Unfortunately, gentrification and the displacement of historically Black and Hispanic communities is extremely common in Austin. It’s our job as students to try and combat it by thoroughly researching where we decide to live and making informed housing decisions.
The decisions students make now about housing will affect the Austin community for decades, even though most students only stay in the area for about four years.
As a freshman, my email and Instagram DMs have been filled with real estate agents asking me to consider housing in their area next fall.
Some of these apartment complexes are purposefully located in East Austin, where the central attraction is the “diverse culture.” However, the people who built this culture are being pushed out by expensive housing units that monetize their “diversity.”
Real estate companies are partially to blame for the new high prices that force people out of their homes.
“They’re in a business to make profit,” said Annika Olson, assistant director of policy research for the University’s Institute for Urban Policy Research and Analysis. “Sure, they could make less money and probably save more homes and help more vulnerable populations, but that's not really the goal.”

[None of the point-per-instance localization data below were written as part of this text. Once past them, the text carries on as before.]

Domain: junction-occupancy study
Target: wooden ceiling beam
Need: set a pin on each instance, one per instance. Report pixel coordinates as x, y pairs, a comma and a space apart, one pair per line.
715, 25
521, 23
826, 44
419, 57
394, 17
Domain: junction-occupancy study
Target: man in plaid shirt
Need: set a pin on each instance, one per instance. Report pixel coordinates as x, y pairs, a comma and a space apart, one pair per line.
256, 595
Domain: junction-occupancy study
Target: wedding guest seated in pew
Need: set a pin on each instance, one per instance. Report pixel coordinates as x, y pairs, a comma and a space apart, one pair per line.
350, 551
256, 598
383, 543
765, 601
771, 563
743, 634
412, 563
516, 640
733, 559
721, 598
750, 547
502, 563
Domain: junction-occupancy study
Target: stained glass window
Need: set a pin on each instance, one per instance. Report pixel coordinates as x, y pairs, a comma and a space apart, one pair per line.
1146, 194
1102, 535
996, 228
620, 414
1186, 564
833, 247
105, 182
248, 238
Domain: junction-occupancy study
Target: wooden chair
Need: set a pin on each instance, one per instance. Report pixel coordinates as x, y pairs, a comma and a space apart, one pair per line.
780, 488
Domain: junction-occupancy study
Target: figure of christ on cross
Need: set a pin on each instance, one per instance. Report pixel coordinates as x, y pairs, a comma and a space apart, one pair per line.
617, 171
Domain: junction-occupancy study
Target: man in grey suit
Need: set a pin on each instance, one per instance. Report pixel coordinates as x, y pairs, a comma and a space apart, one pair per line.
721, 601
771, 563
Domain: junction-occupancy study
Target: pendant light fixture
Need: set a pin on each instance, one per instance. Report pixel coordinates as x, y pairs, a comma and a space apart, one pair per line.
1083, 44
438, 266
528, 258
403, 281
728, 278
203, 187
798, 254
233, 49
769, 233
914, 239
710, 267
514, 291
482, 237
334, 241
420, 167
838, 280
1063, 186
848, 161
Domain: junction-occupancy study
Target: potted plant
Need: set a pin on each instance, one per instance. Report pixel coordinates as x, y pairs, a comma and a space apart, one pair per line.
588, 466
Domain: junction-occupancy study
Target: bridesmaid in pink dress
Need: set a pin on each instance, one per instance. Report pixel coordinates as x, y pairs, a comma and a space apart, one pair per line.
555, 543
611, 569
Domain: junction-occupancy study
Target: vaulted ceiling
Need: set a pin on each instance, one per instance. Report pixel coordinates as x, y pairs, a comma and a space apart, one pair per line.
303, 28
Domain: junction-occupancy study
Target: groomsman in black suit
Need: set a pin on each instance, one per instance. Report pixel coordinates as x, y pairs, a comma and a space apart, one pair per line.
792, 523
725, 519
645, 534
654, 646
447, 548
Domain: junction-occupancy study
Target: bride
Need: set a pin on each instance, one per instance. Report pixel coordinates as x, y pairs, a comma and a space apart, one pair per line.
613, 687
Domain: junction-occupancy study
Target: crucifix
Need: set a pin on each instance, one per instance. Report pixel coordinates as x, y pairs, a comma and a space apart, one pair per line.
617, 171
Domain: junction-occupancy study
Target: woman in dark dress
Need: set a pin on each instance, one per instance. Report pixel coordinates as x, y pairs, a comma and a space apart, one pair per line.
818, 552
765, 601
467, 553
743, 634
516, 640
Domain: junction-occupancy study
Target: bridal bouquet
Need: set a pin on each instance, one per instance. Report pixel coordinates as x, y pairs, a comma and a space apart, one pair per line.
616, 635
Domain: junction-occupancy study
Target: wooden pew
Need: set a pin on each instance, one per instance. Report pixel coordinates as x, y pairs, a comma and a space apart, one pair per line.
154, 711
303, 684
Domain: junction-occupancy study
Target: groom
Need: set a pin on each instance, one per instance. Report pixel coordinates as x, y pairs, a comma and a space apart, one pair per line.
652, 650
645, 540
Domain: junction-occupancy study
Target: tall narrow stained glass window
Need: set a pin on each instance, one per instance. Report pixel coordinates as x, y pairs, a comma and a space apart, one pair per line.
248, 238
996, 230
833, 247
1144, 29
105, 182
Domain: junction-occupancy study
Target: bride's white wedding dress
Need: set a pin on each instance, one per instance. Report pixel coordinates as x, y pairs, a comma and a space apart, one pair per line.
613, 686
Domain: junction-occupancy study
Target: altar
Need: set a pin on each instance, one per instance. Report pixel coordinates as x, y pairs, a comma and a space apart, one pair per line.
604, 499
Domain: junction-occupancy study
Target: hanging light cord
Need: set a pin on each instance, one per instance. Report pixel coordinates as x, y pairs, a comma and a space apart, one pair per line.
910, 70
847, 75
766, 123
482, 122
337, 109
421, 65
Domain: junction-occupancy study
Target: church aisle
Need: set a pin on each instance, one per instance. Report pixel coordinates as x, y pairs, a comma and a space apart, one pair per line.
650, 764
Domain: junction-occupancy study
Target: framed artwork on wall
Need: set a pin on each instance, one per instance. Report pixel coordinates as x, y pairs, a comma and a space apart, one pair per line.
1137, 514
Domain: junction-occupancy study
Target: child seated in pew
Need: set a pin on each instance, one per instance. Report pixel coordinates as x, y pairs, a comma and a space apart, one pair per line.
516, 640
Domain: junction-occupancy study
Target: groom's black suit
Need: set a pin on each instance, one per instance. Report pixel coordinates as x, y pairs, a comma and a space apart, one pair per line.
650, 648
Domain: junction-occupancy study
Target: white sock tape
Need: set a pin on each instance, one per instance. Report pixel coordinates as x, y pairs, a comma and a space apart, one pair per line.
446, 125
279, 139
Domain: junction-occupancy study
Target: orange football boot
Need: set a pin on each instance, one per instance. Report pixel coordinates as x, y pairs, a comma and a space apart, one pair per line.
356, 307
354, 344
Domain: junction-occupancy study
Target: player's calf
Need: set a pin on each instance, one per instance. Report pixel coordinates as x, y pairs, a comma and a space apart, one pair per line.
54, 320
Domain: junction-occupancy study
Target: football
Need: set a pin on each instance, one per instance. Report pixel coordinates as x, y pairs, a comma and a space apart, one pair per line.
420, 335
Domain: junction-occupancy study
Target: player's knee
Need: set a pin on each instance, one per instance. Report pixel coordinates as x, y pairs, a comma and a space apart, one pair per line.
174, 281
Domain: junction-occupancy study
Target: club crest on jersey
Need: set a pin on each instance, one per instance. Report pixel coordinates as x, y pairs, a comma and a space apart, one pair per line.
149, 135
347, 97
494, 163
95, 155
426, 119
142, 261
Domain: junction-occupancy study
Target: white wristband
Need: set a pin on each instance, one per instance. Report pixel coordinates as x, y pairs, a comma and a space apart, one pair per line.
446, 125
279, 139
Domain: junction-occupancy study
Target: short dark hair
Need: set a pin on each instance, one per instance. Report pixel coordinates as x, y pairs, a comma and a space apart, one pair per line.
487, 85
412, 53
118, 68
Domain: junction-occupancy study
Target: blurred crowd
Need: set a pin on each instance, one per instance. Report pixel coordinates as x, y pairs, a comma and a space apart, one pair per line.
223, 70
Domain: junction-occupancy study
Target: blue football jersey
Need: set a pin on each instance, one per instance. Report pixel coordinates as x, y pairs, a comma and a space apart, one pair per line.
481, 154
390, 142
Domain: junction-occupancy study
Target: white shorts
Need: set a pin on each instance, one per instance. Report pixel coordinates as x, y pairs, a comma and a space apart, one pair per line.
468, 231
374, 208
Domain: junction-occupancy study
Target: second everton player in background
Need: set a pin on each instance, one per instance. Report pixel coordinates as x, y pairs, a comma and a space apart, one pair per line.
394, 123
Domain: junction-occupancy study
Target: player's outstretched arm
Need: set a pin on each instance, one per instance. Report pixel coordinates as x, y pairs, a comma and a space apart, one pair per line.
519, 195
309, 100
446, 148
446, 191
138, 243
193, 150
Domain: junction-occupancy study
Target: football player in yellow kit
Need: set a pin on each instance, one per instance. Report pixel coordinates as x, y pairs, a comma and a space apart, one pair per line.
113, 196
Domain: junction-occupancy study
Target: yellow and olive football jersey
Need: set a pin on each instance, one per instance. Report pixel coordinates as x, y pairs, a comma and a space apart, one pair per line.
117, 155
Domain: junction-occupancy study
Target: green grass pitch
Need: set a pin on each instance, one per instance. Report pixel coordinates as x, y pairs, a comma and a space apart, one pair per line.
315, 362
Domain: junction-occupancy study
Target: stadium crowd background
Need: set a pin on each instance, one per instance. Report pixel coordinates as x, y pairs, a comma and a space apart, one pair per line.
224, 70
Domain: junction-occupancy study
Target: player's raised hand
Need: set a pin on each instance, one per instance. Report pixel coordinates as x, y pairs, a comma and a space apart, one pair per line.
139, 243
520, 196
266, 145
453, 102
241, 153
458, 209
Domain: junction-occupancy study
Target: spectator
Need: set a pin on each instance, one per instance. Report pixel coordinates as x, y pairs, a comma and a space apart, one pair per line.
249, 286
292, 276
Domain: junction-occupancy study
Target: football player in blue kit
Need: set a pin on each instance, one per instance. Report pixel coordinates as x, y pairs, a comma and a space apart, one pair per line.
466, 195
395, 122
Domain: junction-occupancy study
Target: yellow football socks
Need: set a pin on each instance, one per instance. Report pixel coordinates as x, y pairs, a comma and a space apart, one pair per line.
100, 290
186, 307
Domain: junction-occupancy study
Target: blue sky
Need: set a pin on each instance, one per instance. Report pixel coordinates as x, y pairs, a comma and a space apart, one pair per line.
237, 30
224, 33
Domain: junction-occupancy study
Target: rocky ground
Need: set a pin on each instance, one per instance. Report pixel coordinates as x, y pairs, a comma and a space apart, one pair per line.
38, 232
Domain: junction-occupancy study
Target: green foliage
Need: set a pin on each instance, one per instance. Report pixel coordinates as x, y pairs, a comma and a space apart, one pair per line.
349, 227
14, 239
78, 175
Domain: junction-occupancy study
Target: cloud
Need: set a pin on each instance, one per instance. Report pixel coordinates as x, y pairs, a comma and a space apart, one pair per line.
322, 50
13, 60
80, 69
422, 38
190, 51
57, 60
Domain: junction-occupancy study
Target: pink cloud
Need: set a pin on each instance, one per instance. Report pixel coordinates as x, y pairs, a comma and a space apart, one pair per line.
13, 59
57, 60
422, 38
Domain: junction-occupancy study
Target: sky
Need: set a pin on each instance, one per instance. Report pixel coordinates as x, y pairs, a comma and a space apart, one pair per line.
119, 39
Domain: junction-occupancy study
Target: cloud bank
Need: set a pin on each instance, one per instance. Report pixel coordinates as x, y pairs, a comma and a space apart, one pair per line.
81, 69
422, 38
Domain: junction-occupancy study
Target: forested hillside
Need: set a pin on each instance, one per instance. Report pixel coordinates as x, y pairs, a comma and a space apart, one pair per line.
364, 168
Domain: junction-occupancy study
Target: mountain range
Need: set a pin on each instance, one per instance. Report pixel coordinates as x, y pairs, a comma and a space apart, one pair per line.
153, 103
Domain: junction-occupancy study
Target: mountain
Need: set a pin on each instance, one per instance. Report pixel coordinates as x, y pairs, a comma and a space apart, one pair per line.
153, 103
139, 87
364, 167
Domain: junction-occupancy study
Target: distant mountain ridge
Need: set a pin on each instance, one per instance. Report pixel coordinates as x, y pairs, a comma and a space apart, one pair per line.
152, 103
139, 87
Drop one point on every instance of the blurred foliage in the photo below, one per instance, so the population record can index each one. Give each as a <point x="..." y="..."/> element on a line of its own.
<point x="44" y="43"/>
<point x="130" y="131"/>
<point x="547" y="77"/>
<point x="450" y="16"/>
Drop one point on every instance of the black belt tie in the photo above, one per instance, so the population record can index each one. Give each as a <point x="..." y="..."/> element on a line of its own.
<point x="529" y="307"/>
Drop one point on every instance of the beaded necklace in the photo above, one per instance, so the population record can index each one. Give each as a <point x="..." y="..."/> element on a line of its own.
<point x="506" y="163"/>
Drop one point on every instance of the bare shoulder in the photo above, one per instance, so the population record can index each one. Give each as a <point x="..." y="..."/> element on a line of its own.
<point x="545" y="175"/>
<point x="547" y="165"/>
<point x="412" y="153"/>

UT should also be held accountable for the displacement of the people who make the university so culturally appealing.
Human dimensions of organizations senior Ethan Smith is currently conducting his thesis on how universities make housing decisions. Smith said that through certain guidelines adopted by the City, students have been packed into West Campus.
“Students are intentionally being put into one neighborhood,” Smith said. “That is the policy of the city of Austin and of the University.”
This process of purposefully concentrating students into a residential area is known as “studentification.”
Because UT has limited affordable on-campus housing options, students are pushed into nearby West Campus, but as the area becomes crowded and overpriced, real estate companies help students find financial solace in East Austin.
For some students, housing options are limited and the prices of certain locations often dictate housing decisions. Nonetheless, students need to do their research before they sign off on a lease.
“Dig into a little bit of the history,” Olson said. “Does it look funky that half of Riverside is strictly bougie and has a different name and the other half doesn't look like it's been touched in 20 years?”
As Austin residents, students have a responsibility to research how to keep Austin affordable for everyone. Although the University is primarily to blame, this issue is far too pressing for students to ignore.
“Students are not just a part of UT, they're a part of the community of the city of Austin,” Olson said. “You ride the bus with people who do live in East Austin. Their homes are affected by where you choose to live.”
Students’ real estate decisions will have long-term consequences.
“We’re a pretty segregated city,” Olson said. “This is a really important topic, and if it doesn't get addressed now and on an ongoing basis, it's going to be really, really difficult to address in the future.”
UT students returning to campus in the fall need to do real research on where they’re living and help others become socially aware, as we’re all responsible for keeping Austin weird and inclusive.
Gomez is a journalism freshman from Lewisville, TX.